One of Crocs’ long-time legal rivals has agreed to pay the clog maker $6 million to bring an end to a patent infringement complaint dating back to 2006.
After years of litigation, U.S.A Dawgs finally agreed to “judgement in favor of Crocs, Inc.” in a June 26 “offer of judgement.” The $6 million it agreed to pay includes all interest, costs and attorneys’ fees otherwise recoverable by Crocs against Dawgs from this specific action. The offer is not an admission that Dawgs is liable in this action or that Crocs suffered any damage, it added. The offer relates solely to Crocs’ claims against Dawgs and “is without prejudice” to Dawgs’ related claims and counterclaims.
Crocs accepted the offer on July 9, two days before a jury trial was scheduled to begin. It publicly declared victory—it published a press release stating it had secured a “long-sought after judgement of infringement”—on July 13. Double Diamond Distribution, U.S.A. Dawgs Canadian affiliate agreed to pay $55,000, it announced at the same time.
“We are fiercely protective of the Crocs brand and our iconic DNA. We have zero tolerance for infringement of our intellectual property rights or for anyone who tries to benefit off the investments that we have made in our brand,” Daniel Hart, executive vice president and chief legal and risk officer at Crocs, said in a statement. “This judgment not only reinforces the validity of our patent rights, it also reinforces our unrelenting determination to take forceful steps to protect our brand equity.”
Crocs originally sued U.S.A. Dawgs’ Canadian affiliate, Double Diamond Distribution, in 2006 as part of a larger complaint accusing it and 10 other named entities of patent infringement, trade dress infringement and unfair competition. It amended the complaint in 2012 to add U.S.A. Dawgs as a defendant.
U.S.A. Dawgs has sued Crocs on multiple occasions in the decade since, accusing the footwear brand of using faulty patents to monopolize the plastic clog market, infringing on Dawgs’ Z-Strap sandal and committing computer fraud by having Dawgs’ products taken off Zulily, the last of which a court ruled so frivolous it fined the business $50,000. In 2018, it went bankrupt and was bought by Optimal Investment Group, which sold Dawgs’ litigation assets to a company called Mojave Desert Holdings LLC. Mojave has pursued the litigation claims against Crocs ever since, with OIG having no involvement.
Dawgs also spent years challenging the validity of the design patent, U.S. Patent No. D 517,789 (“the ‘789 patent”), at the heart of Crocs’ original suit—the company filed its complaint less than a week after receiving the patent.
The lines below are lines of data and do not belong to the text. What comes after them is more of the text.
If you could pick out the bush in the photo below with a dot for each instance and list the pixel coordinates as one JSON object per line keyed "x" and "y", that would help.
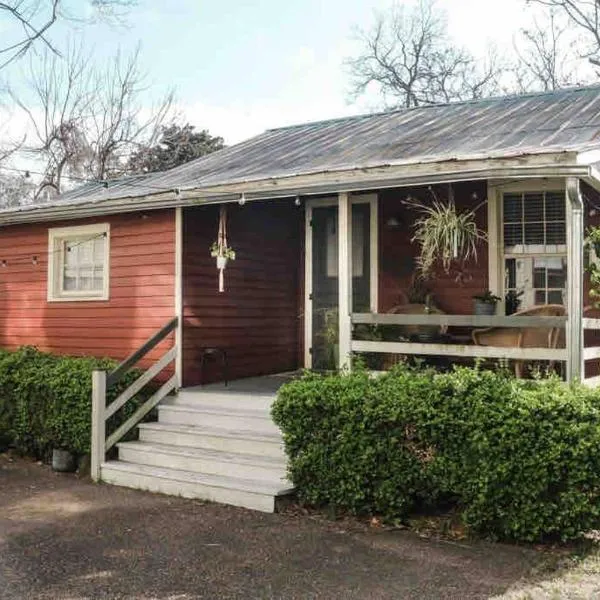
{"x": 519, "y": 459}
{"x": 45, "y": 401}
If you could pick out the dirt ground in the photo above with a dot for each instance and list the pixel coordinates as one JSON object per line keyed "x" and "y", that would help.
{"x": 66, "y": 538}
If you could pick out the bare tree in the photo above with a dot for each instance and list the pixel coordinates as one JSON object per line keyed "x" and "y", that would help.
{"x": 545, "y": 55}
{"x": 120, "y": 123}
{"x": 584, "y": 15}
{"x": 410, "y": 60}
{"x": 27, "y": 23}
{"x": 86, "y": 121}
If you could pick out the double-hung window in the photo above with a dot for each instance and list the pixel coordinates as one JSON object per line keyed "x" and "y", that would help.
{"x": 78, "y": 260}
{"x": 535, "y": 248}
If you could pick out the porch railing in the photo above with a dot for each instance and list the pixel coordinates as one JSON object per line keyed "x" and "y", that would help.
{"x": 102, "y": 381}
{"x": 471, "y": 350}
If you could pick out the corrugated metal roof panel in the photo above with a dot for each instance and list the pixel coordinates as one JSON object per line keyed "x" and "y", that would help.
{"x": 565, "y": 120}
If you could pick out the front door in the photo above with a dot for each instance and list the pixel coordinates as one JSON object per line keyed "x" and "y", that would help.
{"x": 322, "y": 274}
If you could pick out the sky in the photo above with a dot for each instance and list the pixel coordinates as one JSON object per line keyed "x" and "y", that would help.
{"x": 242, "y": 66}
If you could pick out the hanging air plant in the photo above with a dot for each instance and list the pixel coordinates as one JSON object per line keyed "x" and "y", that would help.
{"x": 444, "y": 234}
{"x": 220, "y": 250}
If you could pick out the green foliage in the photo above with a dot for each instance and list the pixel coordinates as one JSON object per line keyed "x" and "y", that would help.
{"x": 519, "y": 459}
{"x": 178, "y": 144}
{"x": 45, "y": 401}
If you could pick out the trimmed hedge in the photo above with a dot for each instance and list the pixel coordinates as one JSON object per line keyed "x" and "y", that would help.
{"x": 519, "y": 459}
{"x": 45, "y": 401}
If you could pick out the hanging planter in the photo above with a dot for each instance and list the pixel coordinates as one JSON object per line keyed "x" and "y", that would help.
{"x": 220, "y": 250}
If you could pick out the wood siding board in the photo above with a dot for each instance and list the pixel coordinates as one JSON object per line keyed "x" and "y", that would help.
{"x": 256, "y": 318}
{"x": 141, "y": 290}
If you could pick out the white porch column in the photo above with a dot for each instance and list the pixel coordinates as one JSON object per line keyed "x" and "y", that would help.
{"x": 574, "y": 330}
{"x": 345, "y": 279}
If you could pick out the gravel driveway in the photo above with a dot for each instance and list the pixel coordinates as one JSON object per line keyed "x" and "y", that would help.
{"x": 66, "y": 538}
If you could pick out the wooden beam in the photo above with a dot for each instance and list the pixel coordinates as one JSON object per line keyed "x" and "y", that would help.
{"x": 574, "y": 330}
{"x": 590, "y": 323}
{"x": 459, "y": 320}
{"x": 467, "y": 351}
{"x": 344, "y": 279}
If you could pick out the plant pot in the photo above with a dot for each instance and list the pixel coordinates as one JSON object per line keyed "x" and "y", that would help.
{"x": 484, "y": 308}
{"x": 63, "y": 461}
{"x": 221, "y": 262}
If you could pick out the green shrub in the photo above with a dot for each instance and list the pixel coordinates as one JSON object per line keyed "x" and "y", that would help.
{"x": 519, "y": 459}
{"x": 46, "y": 401}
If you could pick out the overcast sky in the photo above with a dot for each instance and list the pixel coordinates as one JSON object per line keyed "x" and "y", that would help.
{"x": 242, "y": 66}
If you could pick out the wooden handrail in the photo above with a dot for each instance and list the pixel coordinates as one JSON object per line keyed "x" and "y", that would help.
{"x": 101, "y": 381}
{"x": 136, "y": 356}
{"x": 458, "y": 320}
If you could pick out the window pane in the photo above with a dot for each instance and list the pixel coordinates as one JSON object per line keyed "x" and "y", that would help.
{"x": 555, "y": 297}
{"x": 70, "y": 280}
{"x": 513, "y": 235}
{"x": 555, "y": 206}
{"x": 99, "y": 251}
{"x": 98, "y": 278}
{"x": 539, "y": 277}
{"x": 86, "y": 252}
{"x": 556, "y": 233}
{"x": 85, "y": 279}
{"x": 512, "y": 208}
{"x": 511, "y": 273}
{"x": 533, "y": 207}
{"x": 534, "y": 233}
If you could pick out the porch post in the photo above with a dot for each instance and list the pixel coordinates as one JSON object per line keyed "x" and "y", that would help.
{"x": 574, "y": 330}
{"x": 345, "y": 279}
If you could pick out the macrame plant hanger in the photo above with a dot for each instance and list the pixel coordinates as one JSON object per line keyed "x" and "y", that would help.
{"x": 222, "y": 246}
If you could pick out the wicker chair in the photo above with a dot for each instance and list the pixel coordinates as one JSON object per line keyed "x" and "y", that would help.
{"x": 524, "y": 337}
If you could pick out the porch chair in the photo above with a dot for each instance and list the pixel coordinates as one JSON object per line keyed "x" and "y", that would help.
{"x": 524, "y": 337}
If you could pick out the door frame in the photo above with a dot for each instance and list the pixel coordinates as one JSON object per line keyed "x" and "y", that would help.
{"x": 373, "y": 201}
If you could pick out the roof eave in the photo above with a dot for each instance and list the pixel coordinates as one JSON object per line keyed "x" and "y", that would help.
{"x": 562, "y": 164}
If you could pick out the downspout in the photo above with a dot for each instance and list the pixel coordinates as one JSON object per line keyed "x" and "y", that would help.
{"x": 574, "y": 328}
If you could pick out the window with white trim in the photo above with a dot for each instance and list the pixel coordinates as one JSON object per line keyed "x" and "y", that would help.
{"x": 535, "y": 248}
{"x": 78, "y": 260}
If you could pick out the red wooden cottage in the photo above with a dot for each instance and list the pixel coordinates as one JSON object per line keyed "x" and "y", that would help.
{"x": 317, "y": 217}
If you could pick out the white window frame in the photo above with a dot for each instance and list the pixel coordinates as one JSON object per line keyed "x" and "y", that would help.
{"x": 496, "y": 250}
{"x": 56, "y": 238}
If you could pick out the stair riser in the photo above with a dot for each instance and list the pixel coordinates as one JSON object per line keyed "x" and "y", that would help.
{"x": 227, "y": 421}
{"x": 200, "y": 465}
{"x": 261, "y": 502}
{"x": 209, "y": 442}
{"x": 225, "y": 401}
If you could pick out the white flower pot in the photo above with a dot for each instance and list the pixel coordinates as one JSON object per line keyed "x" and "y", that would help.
{"x": 221, "y": 262}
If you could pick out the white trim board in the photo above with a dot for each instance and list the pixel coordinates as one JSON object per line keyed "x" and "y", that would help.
{"x": 371, "y": 199}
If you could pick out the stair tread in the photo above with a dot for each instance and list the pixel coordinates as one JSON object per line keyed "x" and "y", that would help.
{"x": 246, "y": 434}
{"x": 233, "y": 457}
{"x": 255, "y": 413}
{"x": 257, "y": 486}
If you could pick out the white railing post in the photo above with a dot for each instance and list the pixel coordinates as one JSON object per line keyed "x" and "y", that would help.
{"x": 98, "y": 423}
{"x": 345, "y": 279}
{"x": 574, "y": 330}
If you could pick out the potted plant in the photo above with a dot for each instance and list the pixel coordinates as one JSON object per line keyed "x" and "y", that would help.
{"x": 222, "y": 254}
{"x": 485, "y": 304}
{"x": 444, "y": 234}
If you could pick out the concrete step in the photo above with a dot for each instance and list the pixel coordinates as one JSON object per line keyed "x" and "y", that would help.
{"x": 223, "y": 399}
{"x": 249, "y": 493}
{"x": 201, "y": 460}
{"x": 267, "y": 444}
{"x": 208, "y": 415}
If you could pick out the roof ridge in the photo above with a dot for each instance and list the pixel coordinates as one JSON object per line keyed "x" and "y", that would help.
{"x": 394, "y": 111}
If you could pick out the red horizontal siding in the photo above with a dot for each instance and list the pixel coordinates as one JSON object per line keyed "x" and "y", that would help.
{"x": 142, "y": 271}
{"x": 257, "y": 319}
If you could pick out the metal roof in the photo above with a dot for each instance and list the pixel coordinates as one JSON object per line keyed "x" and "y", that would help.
{"x": 561, "y": 121}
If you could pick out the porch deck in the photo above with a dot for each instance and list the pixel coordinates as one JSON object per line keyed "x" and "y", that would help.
{"x": 263, "y": 385}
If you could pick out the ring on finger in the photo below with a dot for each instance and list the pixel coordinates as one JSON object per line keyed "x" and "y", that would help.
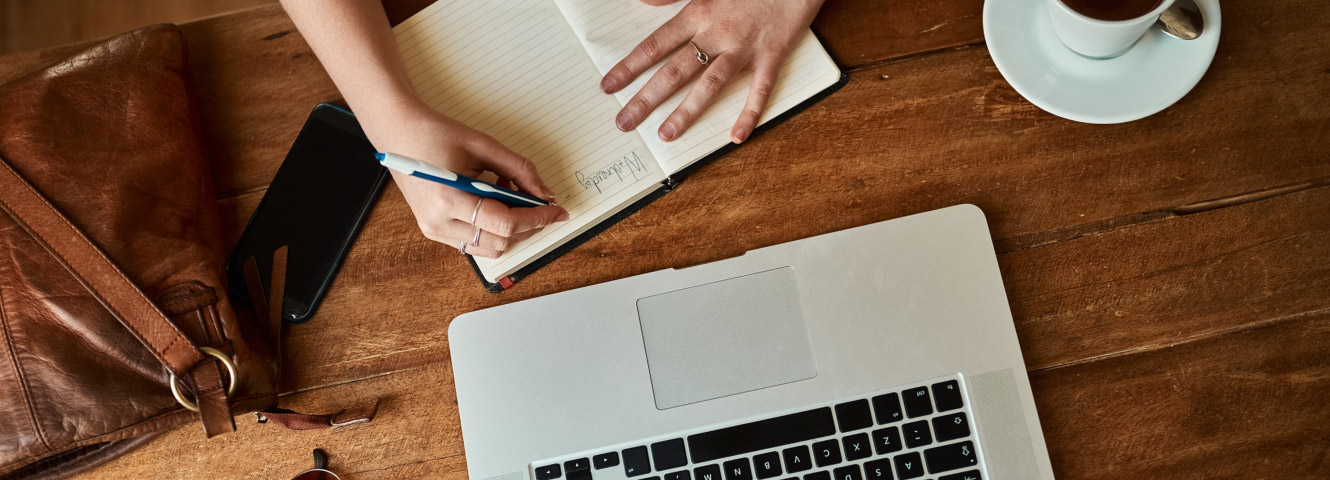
{"x": 476, "y": 212}
{"x": 701, "y": 56}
The United States Patent and Trademark Office sided with Dawgs, ruling the patent invalid on multiple occasions, including for a third time in 2017. The USPTO’s Patent Trial and Appeal Board, however, reversed the ruling in September 2019. The patent expired six months later upon its 14th anniversary.
The end of Crocs’ long-running crusade against U.S.A. Dawgs arrived just over a year after it began another sweeping legal battle. Last July, Crocs announced it had filed 21 lawsuits against companies big and small that it alleged violated its protected and registered trademarks. Defendants included Skechers, Walmart, Hobby Lobby and Loeffler Randall. The litigation arrived one week after the U.S. International Trade Commission (USITC) agreed to investigate trademark infringement claims brought by Crocs against 23 companies.
The USITC has partially terminated its investigation with respect to certain businesses, including Skechers, based on settlement agreements, consent orders and consent order stipulations. Other parties, meanwhile, have been added to the investigation.
The request for a USITC investigation roughly mirrors the strategy Crocs employed in 2006. That time, however, the USITC declared its investigation in May, a month after Crocs filed its lawsuit, rather than a week before.
Though the USITC initially ruled against Crocs in 2008—the administrative law judge declared non-infringement with respect to the ‘789 patent and dubbed another patent invalid as obvious—the Court of Appeals for the Federal Circuit reversed in 2010. In July 2011, the USITC issued a general exclusion order directed against “infringing foam footwear products” and cease and desist orders directed against Double Diamond Distribution, as well as Effervescent Inc. and Holey Soles Holding Ltd.